Dry conditions force reservoir conservation Dry conditions persist across much of the Missouri River basin. Releases from the reservoirs continue to be reduced as part of water conservation measures.
"Gavins Point releases averaged a record low of 14,100 cubic feet per second (cfs) in October. They were reduced from 23,500 to 12,000 cfs early in the month as the navigation season ended," said Larry Cieslik, chief of the Missouri River Water Management Division. "We are proceeding with caution as we further reduce releases," he said. They are being cut 500 cfs every five or six days, and will reach 9,000 cfs on Nov. 15.
Gavins Point releases of 9,000 cfs will be maintained as long as weather conditions permit. "They will likely be increased to 12,000 cfs in December as cold temperatures move in, which can increase ice formation on the river," said Cieslik. The initial formation of ice cover on the Missouri or its tributaries can reduce the amount of water flowing in the river and creates a temporarily reduction in river stages. If the ice cover restricts or even blocks river flow, more severe reductions in stages can occur. Conversely, if temperatures moderate for extended periods this winter, and ice formation is not actively taking place, releases may be set lower than 12,000 cfs to conserve water in the reservoirs. Gavins Point releases averaged 16,100 and 13,700 cfs last January and February, respectively.
The current runoff forecast for 2004 is 16.5 million acre feet (MAF), compared to a normal of 25.2 MAF. Runoff above Sioux City, IA, in October was 1.1 MAF.
System storage ended October at 35.7 MAF, down only 100,000 acre feet for the month. Last year at this time it was 40 MAF. The amount of water currently stored in the reservoirs is nearly 21 MAF below average.
Gavins Point reservoir will remain near elevation 1207 feet msl during November.
For Randall releases averaged a record low 12,000 cfs in October. They will range from 7,000 to 8,000 cfs during November as necessary to maintain the level of Gavins Point reservoir. Fort Randall ended October at 1339 feet msl. The reservoir continues its annual drawdown in November, ending the month near elevation 1338 feet msl. The drawdown occurred sooner than in previous years due to the shortening of the navigation season. It will begin to refill in December, ending the month near 1341 feet msl.
Oahe reservoir rose more than one foot in October ending the month at elevation 1574.8 feet msl. It will rise two feet in November, ending the month 24 feet below average. The reservoir is three feet lower than last year at this time.
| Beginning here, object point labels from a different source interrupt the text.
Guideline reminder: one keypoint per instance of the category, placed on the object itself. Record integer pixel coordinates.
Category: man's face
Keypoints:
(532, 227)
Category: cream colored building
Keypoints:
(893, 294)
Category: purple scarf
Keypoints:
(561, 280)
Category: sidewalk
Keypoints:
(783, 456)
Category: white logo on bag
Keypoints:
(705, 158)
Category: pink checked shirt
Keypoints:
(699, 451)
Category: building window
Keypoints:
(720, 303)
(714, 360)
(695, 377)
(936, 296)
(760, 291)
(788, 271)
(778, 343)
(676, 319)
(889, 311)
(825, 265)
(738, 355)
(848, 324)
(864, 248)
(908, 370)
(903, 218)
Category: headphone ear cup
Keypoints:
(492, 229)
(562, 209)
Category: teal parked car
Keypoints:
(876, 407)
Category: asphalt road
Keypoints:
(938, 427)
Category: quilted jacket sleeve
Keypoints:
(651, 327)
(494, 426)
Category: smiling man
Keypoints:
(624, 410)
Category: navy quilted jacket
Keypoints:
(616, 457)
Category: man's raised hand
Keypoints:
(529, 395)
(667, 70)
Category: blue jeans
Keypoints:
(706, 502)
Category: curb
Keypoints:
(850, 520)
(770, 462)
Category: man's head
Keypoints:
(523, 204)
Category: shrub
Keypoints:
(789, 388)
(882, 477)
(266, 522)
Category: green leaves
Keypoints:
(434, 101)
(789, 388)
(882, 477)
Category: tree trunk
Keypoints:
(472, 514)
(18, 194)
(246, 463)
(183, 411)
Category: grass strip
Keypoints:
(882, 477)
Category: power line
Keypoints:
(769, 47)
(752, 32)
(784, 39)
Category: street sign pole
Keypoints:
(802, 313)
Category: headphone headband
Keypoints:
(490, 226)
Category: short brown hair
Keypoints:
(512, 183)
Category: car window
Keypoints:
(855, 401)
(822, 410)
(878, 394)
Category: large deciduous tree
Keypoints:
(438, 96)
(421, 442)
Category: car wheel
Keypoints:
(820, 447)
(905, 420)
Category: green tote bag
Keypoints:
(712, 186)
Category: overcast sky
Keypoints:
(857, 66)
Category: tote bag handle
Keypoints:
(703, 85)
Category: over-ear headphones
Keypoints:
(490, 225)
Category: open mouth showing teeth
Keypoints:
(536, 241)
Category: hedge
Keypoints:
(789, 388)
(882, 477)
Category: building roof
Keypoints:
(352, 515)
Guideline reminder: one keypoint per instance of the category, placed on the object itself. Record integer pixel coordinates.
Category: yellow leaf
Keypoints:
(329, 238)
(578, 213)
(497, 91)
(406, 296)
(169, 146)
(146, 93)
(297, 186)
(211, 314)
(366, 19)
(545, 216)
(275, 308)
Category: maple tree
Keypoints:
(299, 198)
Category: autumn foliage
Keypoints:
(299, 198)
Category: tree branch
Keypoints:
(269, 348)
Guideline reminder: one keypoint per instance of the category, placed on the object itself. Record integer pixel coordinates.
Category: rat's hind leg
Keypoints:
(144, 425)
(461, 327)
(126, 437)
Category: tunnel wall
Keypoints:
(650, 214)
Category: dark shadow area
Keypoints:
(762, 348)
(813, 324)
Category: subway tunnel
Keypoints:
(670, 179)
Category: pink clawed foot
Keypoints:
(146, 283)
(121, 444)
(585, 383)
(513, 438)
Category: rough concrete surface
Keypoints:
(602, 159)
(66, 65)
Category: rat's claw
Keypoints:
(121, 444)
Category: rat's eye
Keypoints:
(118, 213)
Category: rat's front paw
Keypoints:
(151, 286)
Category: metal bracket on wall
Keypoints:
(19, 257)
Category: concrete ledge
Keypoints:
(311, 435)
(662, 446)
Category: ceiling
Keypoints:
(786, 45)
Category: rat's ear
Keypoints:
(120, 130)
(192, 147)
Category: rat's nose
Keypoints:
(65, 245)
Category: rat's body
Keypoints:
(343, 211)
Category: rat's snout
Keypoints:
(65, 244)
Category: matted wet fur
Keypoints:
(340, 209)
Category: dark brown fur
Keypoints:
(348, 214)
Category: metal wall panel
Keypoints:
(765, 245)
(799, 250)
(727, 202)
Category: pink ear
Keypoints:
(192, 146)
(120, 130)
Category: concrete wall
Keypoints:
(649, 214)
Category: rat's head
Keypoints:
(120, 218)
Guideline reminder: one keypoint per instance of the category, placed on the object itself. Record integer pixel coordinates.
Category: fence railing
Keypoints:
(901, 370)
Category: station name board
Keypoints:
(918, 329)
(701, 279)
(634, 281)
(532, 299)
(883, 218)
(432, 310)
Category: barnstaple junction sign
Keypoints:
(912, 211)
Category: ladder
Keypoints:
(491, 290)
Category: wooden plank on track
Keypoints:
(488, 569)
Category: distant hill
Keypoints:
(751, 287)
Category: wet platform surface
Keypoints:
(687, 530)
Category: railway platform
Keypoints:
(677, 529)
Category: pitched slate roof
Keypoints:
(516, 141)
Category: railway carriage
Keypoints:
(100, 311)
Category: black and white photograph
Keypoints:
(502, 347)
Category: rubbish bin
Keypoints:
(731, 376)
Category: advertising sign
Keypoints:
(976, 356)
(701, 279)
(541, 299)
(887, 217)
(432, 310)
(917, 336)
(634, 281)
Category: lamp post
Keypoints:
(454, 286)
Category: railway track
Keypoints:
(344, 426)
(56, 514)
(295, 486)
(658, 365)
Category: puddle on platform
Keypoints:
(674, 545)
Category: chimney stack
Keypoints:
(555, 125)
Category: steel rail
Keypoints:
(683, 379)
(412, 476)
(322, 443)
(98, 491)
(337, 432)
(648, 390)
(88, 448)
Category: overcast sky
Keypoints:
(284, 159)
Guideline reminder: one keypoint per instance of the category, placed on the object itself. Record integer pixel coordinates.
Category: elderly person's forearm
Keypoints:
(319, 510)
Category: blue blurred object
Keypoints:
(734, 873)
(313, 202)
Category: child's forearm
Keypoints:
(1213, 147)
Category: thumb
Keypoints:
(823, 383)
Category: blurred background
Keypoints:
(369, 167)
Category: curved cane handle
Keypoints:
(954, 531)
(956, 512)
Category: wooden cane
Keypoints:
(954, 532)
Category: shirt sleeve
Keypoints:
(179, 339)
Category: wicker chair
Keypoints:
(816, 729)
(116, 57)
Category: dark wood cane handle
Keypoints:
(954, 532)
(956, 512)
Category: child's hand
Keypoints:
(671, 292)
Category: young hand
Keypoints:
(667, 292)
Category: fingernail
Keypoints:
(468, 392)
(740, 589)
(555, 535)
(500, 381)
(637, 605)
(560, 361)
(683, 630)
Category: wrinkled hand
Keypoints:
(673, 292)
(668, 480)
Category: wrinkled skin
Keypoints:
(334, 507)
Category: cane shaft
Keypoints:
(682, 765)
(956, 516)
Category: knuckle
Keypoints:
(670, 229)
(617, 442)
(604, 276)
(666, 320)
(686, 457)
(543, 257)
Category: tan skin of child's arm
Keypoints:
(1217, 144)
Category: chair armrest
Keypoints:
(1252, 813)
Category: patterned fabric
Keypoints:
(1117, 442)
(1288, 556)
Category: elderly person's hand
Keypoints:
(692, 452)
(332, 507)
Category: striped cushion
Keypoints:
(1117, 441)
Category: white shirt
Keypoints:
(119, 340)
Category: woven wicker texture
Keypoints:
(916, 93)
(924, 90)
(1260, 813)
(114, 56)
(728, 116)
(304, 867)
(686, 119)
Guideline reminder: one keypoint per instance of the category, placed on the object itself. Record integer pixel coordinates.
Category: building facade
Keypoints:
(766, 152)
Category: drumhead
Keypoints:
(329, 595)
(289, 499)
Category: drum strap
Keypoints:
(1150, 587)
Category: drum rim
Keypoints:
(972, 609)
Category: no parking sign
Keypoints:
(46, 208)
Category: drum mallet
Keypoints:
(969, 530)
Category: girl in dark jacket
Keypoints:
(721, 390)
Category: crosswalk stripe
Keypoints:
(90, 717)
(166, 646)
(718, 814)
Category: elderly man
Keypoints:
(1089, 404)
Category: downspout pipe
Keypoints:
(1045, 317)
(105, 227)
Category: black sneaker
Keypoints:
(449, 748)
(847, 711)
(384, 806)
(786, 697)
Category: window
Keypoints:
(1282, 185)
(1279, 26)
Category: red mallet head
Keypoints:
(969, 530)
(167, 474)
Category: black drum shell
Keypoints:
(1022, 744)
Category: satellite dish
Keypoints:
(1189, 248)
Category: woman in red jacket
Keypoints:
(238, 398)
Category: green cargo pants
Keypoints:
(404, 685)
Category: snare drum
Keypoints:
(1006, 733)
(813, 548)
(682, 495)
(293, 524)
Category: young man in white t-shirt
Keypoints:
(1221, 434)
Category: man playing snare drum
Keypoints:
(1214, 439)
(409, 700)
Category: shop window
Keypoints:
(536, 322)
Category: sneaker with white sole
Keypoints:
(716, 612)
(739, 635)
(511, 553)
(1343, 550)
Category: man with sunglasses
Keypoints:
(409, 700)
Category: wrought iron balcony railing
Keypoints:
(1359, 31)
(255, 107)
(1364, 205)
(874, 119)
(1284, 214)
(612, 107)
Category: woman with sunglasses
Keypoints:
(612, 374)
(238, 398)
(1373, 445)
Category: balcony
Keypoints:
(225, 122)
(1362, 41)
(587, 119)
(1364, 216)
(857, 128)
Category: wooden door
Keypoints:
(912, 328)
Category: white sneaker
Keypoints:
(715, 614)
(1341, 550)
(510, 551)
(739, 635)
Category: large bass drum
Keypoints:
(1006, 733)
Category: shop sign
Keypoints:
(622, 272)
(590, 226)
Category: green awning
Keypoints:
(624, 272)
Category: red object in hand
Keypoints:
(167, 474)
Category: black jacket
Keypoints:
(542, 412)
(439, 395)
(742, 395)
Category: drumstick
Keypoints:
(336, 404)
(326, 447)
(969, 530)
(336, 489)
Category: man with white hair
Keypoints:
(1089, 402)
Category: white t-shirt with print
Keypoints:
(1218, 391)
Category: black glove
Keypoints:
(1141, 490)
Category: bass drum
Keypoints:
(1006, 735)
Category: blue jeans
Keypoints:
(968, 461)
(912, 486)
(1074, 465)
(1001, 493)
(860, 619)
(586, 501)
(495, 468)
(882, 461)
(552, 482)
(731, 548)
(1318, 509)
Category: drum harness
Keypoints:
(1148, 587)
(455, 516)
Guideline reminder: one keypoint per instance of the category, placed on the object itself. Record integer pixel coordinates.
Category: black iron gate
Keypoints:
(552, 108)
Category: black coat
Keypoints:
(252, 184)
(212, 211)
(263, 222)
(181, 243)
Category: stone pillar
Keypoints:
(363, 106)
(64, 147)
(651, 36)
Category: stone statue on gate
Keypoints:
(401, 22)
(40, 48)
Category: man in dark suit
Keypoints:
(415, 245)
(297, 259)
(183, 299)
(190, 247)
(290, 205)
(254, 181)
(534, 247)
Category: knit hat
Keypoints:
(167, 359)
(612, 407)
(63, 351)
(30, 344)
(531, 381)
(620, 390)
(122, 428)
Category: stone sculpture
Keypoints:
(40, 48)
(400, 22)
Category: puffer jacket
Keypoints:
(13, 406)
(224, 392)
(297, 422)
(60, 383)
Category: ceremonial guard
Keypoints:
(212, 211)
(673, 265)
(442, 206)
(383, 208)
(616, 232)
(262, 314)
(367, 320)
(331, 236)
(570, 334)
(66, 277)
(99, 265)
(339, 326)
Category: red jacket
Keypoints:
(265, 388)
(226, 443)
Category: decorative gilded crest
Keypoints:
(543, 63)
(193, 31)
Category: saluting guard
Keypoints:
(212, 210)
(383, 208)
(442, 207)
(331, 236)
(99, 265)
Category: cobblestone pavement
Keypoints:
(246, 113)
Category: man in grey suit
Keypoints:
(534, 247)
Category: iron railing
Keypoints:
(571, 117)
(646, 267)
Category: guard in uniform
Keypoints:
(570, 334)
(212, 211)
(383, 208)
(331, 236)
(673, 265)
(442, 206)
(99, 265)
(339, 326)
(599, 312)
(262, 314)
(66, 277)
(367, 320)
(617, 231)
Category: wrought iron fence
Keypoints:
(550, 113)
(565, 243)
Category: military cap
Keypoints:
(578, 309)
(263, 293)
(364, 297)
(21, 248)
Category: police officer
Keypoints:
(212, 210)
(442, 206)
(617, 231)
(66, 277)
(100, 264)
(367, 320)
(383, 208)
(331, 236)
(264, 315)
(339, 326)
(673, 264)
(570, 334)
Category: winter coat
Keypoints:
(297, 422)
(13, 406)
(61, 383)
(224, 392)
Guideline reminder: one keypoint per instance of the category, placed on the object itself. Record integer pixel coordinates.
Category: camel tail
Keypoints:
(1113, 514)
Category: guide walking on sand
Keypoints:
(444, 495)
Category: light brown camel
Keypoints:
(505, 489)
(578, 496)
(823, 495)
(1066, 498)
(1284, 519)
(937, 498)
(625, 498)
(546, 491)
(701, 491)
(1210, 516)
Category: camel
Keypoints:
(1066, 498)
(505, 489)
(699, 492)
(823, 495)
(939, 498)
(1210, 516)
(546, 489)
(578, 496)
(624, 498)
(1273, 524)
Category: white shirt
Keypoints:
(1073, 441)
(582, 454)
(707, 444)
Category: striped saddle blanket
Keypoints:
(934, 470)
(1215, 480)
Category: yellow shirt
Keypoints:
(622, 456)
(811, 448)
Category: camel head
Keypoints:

Garrison releases averaged 11,500 cfs during October. They will remain at that rate until mid-November and then gradually increase to 15,000 cfs by the end of the month. Garrison fell slightly during October, ending the month at elevation 1813.1 feet msl. It will drop nearly a foot in November, ending the month 25 feet below average. The reservoir is seven feet lower than last year at this time.
Fort Peck releases averaged 4,100 cfs in October. They will remain near that rate until late November and then be increased to 5,500 cfs. The reservoir remained nearly steady during October, ending the month at elevation 2199.8 feet msl. It will drop slightly during November, ending the month 34 feet below average. Last year at this time it was 10 feet higher.
The six main stem power plants generated a record low 310 million kilowatt hours (kWh) of electricity in October, 36 percent of normal. The forecast for 2004 energy production is 6.5 billion kWh, compared to a normal of 10 billion kWh.